Acquisitive Sanderson Group plc has posted only a small increase in sales and profits for the full year, ended 30 September. At the software and IT services group, revenue increased to £21.56m, compared to £21.32m last year. And operating profit increased to £3.9m compared to £3.69m last time. Despite the slow overall growth, Sanderson is still putting share dividends up 11%.
Last week, Sanderson acquired supply chain and ERP solutions provider Anisa for an enterprise value of £12m. Anisa has around 250 customers globally who are mainly on support contracts.
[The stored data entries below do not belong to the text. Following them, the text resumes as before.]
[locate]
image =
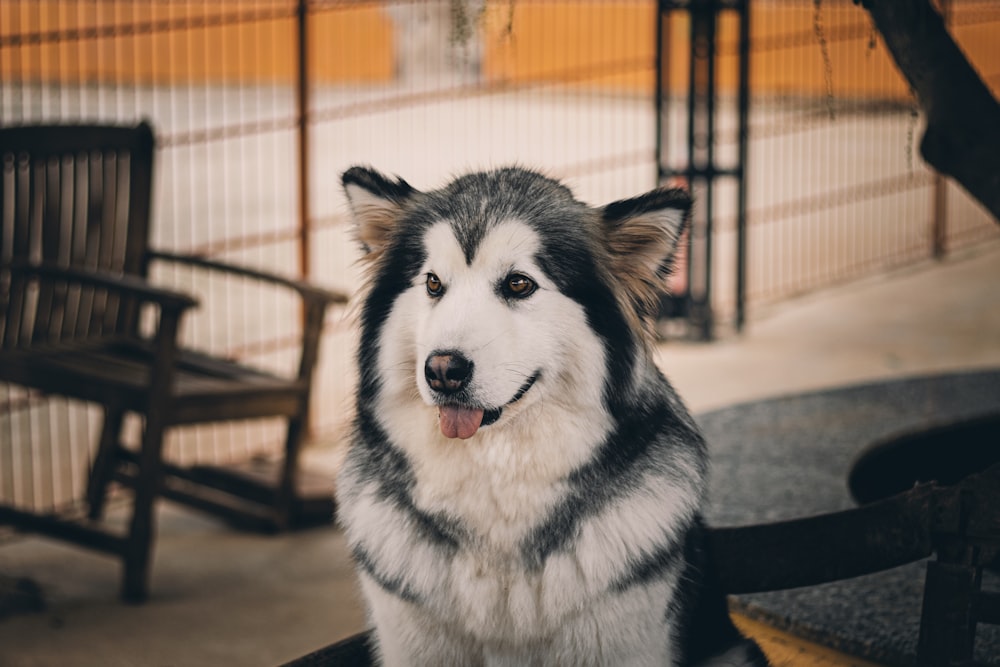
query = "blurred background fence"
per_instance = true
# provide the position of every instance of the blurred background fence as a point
(260, 104)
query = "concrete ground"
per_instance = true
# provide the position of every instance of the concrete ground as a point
(222, 597)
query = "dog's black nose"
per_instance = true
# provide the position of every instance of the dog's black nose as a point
(447, 372)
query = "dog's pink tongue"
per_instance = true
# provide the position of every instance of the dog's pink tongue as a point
(458, 422)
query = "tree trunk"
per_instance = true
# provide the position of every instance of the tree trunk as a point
(962, 139)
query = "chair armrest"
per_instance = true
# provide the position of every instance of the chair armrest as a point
(308, 291)
(123, 284)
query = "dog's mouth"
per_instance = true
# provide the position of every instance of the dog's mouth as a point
(460, 421)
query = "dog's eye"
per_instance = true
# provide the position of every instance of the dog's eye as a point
(434, 286)
(518, 286)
For the full year, pre-contracted recurring revenues increased to £11.18m compared to £10.75m in 2016, representing 52% of total revenue in the period (2016: 50%). There was also continued strong cash generation with a net cash balance at 30 September of £6.18m (2016: £4.34m), “well ahead of market expectations”, said Sanderson.
The proposed final dividend is up 11% to 1.55 pence per share (2016: 1.4 pence), making a total dividend for the year of 2.65 pence (2016: 2.4 pence).
Sanderson chairman Christopher Winn (above) said of the results: "The group's continuing strong cash generation enables the board to maintain a progressive dividend policy, whilst continuing to invest in the further development of the group's businesses.
“The board remains focussed upon further increasing shareholder value by continuing to deliver both organic and acquisitive growth, achieving 'on target' results, increasing earnings, achieving strong cash generation and maintaining a robust balance sheet."